All this week on musicOMH we're running interviews with, features on and reviews of African artists, with new articles being published daily.
With Mali's Rokia Traoré headlining in London, Baaba Maal's first album in eight years out and Western Sahara's Group Doueh having just completed their first UK tour, it seemed timely to throw a spotlight on the continent's musicians and their works, from a mainstream, rather than a specialist, perspective.
This is the first time we've themed this site for a week, and there's a reason for it. African music in the media is ghettoised, confined to specialist publications, BBC Radio 3 and a smattering of newspaper columns. While the quality of these is often excellent, I don't see why it should be so separate, or why people who claim to love music seem so often to dismiss an entire continent, its people and their output as readily as they do. As Baaba Maal said in his interview with me, "African music… is just music. It doesn't belong to this part or this part. Music is something you share."

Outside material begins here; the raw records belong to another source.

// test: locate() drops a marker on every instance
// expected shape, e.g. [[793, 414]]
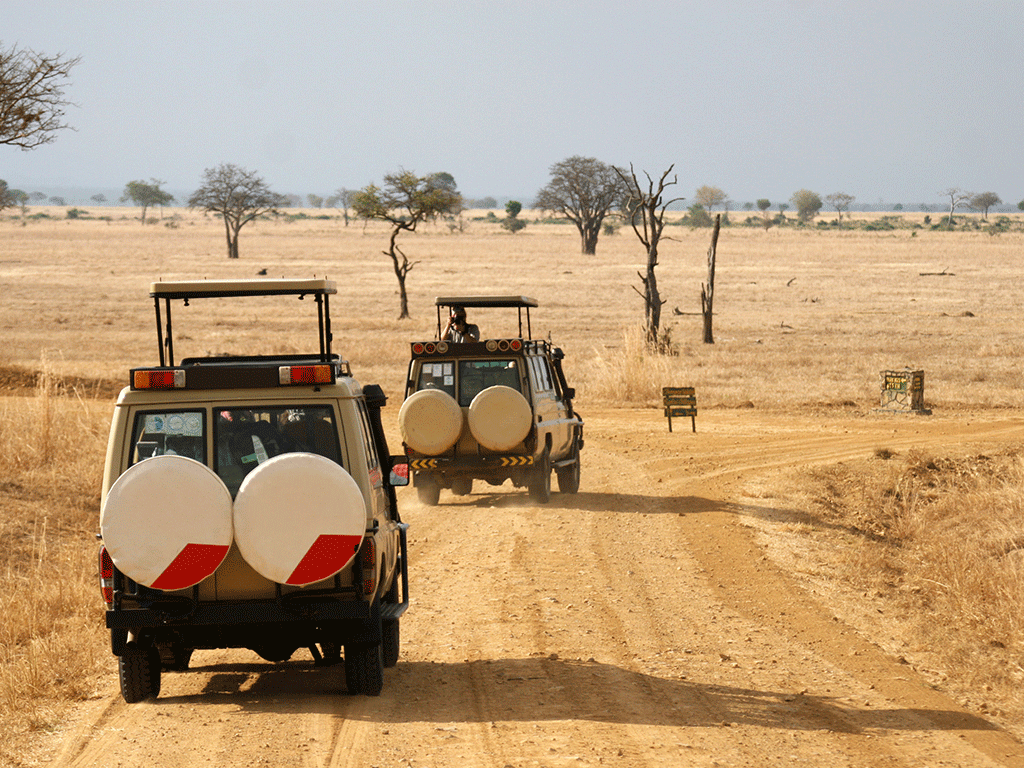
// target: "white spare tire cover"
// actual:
[[500, 418], [430, 421], [299, 518], [166, 522]]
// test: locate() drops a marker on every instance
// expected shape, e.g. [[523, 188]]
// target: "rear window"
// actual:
[[248, 436], [475, 376], [169, 433]]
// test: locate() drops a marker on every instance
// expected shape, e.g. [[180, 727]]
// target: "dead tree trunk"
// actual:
[[646, 210], [708, 291]]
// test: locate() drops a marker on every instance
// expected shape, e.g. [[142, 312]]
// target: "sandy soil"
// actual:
[[649, 621]]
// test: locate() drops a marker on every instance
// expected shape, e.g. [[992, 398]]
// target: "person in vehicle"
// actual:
[[458, 330]]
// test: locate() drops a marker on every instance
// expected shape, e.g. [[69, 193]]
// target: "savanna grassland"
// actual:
[[805, 320]]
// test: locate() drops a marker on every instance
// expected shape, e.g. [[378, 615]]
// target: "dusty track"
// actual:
[[638, 623]]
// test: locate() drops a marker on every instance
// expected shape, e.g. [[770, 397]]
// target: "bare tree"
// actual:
[[403, 202], [32, 98], [239, 196], [841, 202], [584, 190], [647, 207], [708, 290], [957, 199]]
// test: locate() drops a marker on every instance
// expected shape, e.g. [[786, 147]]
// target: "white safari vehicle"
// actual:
[[249, 502], [496, 409]]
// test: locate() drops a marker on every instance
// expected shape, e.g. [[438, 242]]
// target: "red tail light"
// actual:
[[159, 379], [107, 577], [305, 375], [368, 561]]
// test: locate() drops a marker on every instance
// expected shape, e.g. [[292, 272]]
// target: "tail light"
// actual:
[[107, 577], [368, 563], [305, 375], [158, 379]]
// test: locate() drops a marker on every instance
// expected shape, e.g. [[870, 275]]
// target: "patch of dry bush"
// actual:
[[941, 540], [50, 650]]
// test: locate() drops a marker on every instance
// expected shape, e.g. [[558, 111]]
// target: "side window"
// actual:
[[247, 437], [169, 433], [437, 376], [368, 437], [542, 364]]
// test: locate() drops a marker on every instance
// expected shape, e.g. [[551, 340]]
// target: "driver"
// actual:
[[458, 330]]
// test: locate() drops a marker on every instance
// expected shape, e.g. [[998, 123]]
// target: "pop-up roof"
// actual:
[[318, 288], [516, 302]]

So we're running interviews with Maal, Amadou & Mariam (pictured) and Youssou N'Dour, features on the legacy of Fela Kuti and African music's huge influence on dance and classical works from the west, plus a preview of Malawi's Lake Of Stars festival which returns in October.
Reviews will include Traoré and Doueh live and coverage of new albums from Maal, Vieux Farka Touré, returning Tuareg desert tribesmen Tinariwen and the latest archive raid by Damon Albarn's Honest Jons label, this time delving into 1950s Congo. Most of this will be up by the weekend.

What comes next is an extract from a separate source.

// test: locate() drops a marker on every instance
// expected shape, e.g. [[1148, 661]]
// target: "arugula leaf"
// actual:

We've also collected together a selection of our African music related archive content, including reviews of Salif Keita, Angelique Kidjo, Tony Allen, Mayra Andrade, Ali Farka Touré and last year's Africa Express shows, amongst much else. You can access all this and more at the Africa Week index.
I'm well aware that this is but a snapshot of what African artists are doing. It is in no way meant to be comprehensive. But I do hope that at least it constitutes something of a rebalance.